Once your knowledge base has content, attach it to an AI agent configuration so conversations can use it for RAG retrieval.
curl -X PUT https://your-api.naturalead.com/api/agent-config \
  -H "X-API-Key: nl_live_your_key" \
  -H "Content-Type: application/json" \
  -d '{
    "knowledgeBaseId": "KB_ID"
  }'
When a conversation is active, the AI agent queries the attached knowledge base on each inbound message to retrieve relevant context before generating a response.

Cleanup and maintenance

Delete a document

Remove a single document from a knowledge base. The document is also removed from the vector store.
curl -X DELETE https://your-api.naturalead.com/api/knowledge-bases/KB_ID/documents/DOC_ID \
  -H "X-API-Key: nl_live_your_key"

Delete a knowledge base

Deleting a knowledge base removes all associated documents, crawl jobs, and webhook sources.
This action is irreversible.
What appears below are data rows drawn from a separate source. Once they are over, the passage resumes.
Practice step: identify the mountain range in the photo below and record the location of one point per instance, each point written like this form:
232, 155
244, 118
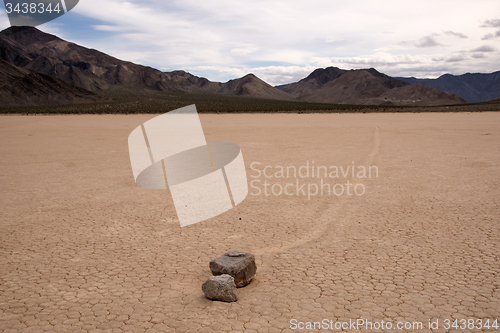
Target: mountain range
31, 51
474, 88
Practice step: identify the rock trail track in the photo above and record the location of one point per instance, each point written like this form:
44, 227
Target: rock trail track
82, 249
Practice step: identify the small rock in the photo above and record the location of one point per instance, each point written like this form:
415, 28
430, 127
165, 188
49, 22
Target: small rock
220, 288
240, 265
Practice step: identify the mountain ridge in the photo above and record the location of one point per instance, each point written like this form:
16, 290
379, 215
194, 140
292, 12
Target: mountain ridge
90, 69
472, 87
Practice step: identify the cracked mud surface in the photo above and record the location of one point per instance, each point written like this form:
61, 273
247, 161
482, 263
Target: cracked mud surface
83, 249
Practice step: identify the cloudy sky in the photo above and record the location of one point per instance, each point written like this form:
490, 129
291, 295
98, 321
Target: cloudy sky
283, 41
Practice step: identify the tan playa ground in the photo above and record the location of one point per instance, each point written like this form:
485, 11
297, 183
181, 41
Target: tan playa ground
83, 249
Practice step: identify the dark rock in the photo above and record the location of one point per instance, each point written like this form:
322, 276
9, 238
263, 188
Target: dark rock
220, 288
240, 265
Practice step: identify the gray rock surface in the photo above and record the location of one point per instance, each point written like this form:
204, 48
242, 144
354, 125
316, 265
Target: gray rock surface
240, 265
220, 288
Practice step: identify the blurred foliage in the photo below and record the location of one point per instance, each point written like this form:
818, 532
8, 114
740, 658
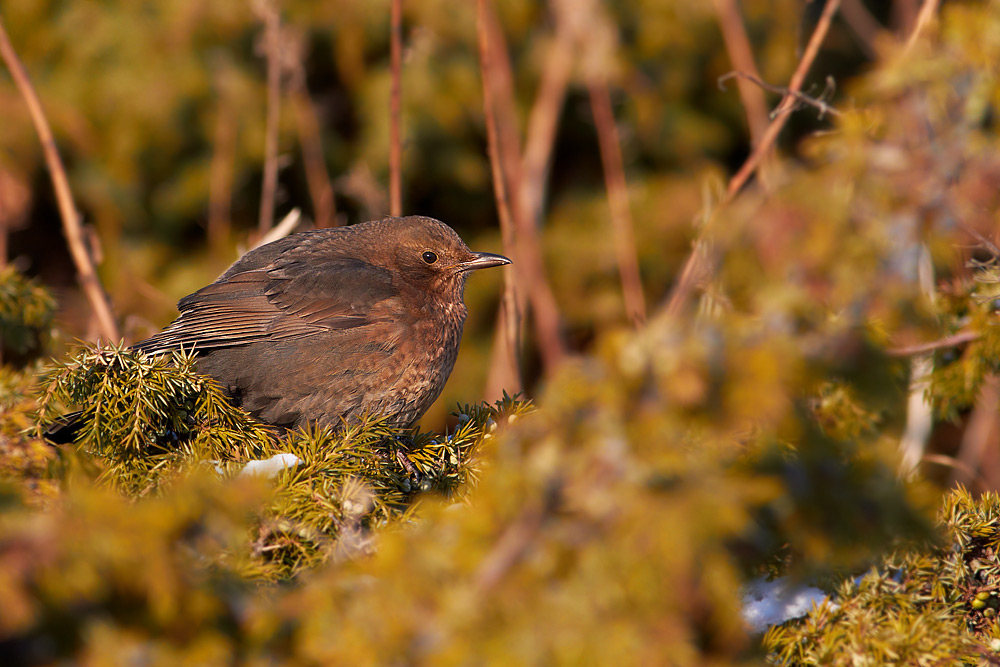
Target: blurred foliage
664, 466
26, 311
916, 607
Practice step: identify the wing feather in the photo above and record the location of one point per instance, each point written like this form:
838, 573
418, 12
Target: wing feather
302, 292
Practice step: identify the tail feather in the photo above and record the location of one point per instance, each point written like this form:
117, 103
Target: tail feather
65, 429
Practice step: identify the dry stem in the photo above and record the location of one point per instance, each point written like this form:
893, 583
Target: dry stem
395, 142
509, 305
272, 47
927, 12
695, 267
741, 56
67, 209
621, 215
818, 103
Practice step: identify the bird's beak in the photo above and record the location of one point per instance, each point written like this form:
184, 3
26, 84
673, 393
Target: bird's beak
483, 260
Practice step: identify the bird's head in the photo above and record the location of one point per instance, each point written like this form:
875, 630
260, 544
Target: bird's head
429, 253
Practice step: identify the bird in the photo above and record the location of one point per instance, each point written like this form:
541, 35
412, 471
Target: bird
327, 325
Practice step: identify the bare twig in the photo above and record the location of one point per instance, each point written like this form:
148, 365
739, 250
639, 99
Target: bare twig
863, 24
533, 284
818, 103
955, 464
220, 175
395, 142
621, 215
272, 49
741, 56
67, 209
927, 12
695, 266
509, 304
794, 85
516, 540
544, 120
982, 427
954, 340
311, 143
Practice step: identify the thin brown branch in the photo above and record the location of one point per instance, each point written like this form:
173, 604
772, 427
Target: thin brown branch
272, 49
220, 174
509, 305
516, 540
533, 283
543, 120
955, 464
395, 141
695, 267
311, 143
862, 24
621, 215
928, 11
954, 340
794, 86
741, 56
67, 209
818, 103
904, 16
981, 428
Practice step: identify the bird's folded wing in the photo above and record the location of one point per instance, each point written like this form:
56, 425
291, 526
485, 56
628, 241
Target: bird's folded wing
292, 298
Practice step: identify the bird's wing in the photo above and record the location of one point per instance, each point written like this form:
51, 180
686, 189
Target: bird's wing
293, 297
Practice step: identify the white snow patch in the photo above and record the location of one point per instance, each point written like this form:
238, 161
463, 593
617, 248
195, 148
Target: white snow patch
270, 467
767, 603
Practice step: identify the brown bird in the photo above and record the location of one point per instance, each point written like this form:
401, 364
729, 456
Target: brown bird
333, 323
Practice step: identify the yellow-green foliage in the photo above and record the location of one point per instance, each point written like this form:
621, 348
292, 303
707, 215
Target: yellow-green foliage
935, 606
25, 310
615, 523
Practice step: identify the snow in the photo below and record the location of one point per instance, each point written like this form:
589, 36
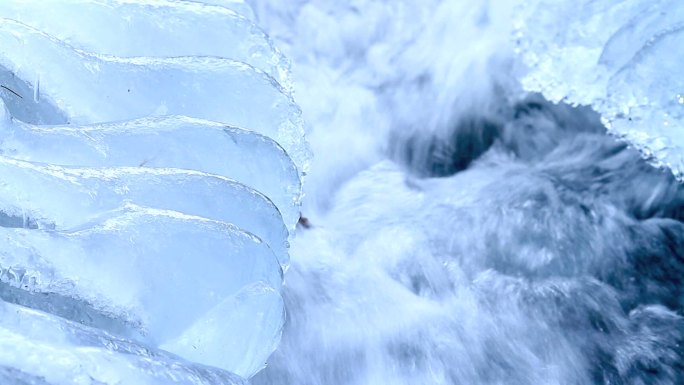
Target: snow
621, 58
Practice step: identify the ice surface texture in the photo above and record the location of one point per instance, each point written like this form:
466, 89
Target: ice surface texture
151, 157
623, 58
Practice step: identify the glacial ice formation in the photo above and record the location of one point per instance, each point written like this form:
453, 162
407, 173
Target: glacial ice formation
623, 58
143, 28
76, 87
151, 157
40, 349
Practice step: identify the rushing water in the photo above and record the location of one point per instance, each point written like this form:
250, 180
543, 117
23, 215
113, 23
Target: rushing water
459, 232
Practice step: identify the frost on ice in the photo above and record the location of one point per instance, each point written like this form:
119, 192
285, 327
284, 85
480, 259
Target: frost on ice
623, 58
151, 157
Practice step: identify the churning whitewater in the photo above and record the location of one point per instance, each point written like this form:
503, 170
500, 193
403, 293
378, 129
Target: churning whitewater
459, 230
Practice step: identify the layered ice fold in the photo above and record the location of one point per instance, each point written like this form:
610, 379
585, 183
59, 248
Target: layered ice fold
151, 157
622, 58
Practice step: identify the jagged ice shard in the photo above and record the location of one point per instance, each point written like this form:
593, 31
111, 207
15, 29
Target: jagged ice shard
151, 157
623, 58
75, 87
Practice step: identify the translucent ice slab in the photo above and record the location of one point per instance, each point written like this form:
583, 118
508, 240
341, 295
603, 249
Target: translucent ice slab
252, 159
71, 86
158, 28
38, 348
46, 196
145, 274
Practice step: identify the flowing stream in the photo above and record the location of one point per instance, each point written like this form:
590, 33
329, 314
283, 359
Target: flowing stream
457, 230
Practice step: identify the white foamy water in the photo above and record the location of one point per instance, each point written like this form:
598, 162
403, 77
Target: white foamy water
461, 232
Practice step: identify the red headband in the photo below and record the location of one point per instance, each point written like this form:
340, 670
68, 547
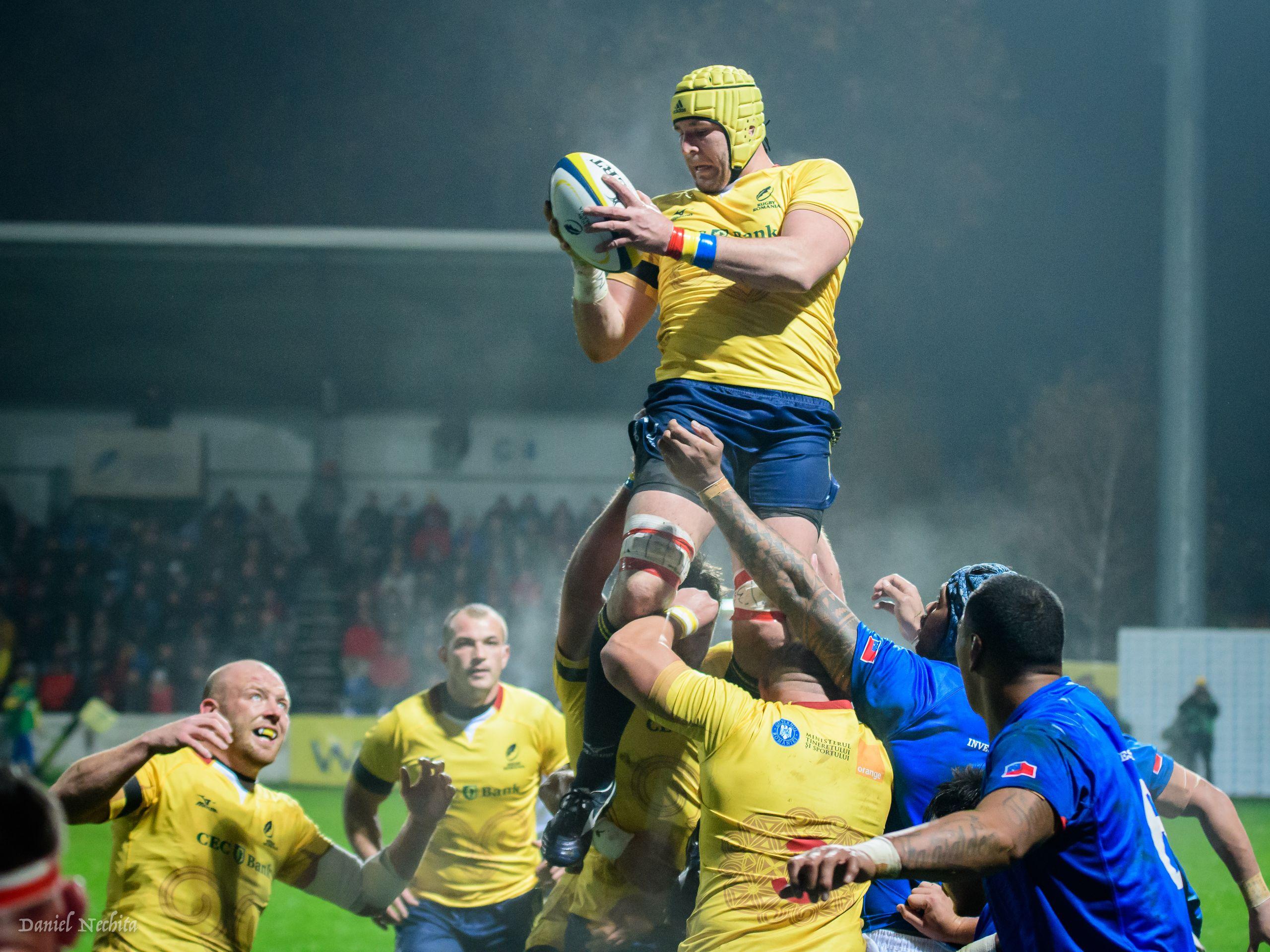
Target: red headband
28, 884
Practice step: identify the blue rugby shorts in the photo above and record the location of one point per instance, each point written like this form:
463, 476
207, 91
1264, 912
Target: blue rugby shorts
776, 444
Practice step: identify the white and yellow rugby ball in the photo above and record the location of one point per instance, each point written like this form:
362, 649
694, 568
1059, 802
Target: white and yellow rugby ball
575, 183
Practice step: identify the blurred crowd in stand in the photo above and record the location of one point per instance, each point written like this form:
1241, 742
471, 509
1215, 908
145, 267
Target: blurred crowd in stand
405, 569
136, 602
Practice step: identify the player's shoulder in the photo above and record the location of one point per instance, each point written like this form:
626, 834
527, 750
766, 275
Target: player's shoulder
1039, 732
178, 767
676, 199
817, 174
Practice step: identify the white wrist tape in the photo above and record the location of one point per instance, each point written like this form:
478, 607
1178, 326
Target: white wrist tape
688, 620
988, 944
885, 855
610, 839
590, 285
752, 601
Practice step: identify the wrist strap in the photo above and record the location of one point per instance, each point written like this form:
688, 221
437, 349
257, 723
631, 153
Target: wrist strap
698, 248
1255, 891
688, 620
714, 489
885, 855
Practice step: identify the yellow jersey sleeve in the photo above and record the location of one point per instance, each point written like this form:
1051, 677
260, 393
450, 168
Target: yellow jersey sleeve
702, 707
139, 792
380, 757
824, 186
309, 844
571, 683
554, 752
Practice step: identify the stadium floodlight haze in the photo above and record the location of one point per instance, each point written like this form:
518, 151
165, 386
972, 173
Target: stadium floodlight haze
762, 479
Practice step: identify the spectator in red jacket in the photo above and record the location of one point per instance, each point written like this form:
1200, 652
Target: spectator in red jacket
362, 637
58, 687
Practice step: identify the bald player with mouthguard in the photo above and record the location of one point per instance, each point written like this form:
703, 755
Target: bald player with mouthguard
198, 842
All documents, crawl jobs, and webhook source configurations within the knowledge base will be permanently deleted.
curl -X DELETE https://your-api.naturalead.com/api/knowledge-bases/KB_ID \
  -H "X-API-Key: nl_live_your_key"

Summary

MethodBest forUpdate frequency
Manual uploadSmall, static content (FAQs, scripts)As needed
Sitemap crawlWebsite content, help centers, blogsOne-time or periodic re-crawl
Webhook sourceDynamic content from APIs, CMS, databasesScheduled (configurable interval)
Combine all three methods within a single knowledge base to give your AI agent the most comprehensive context for lead qualification conversations.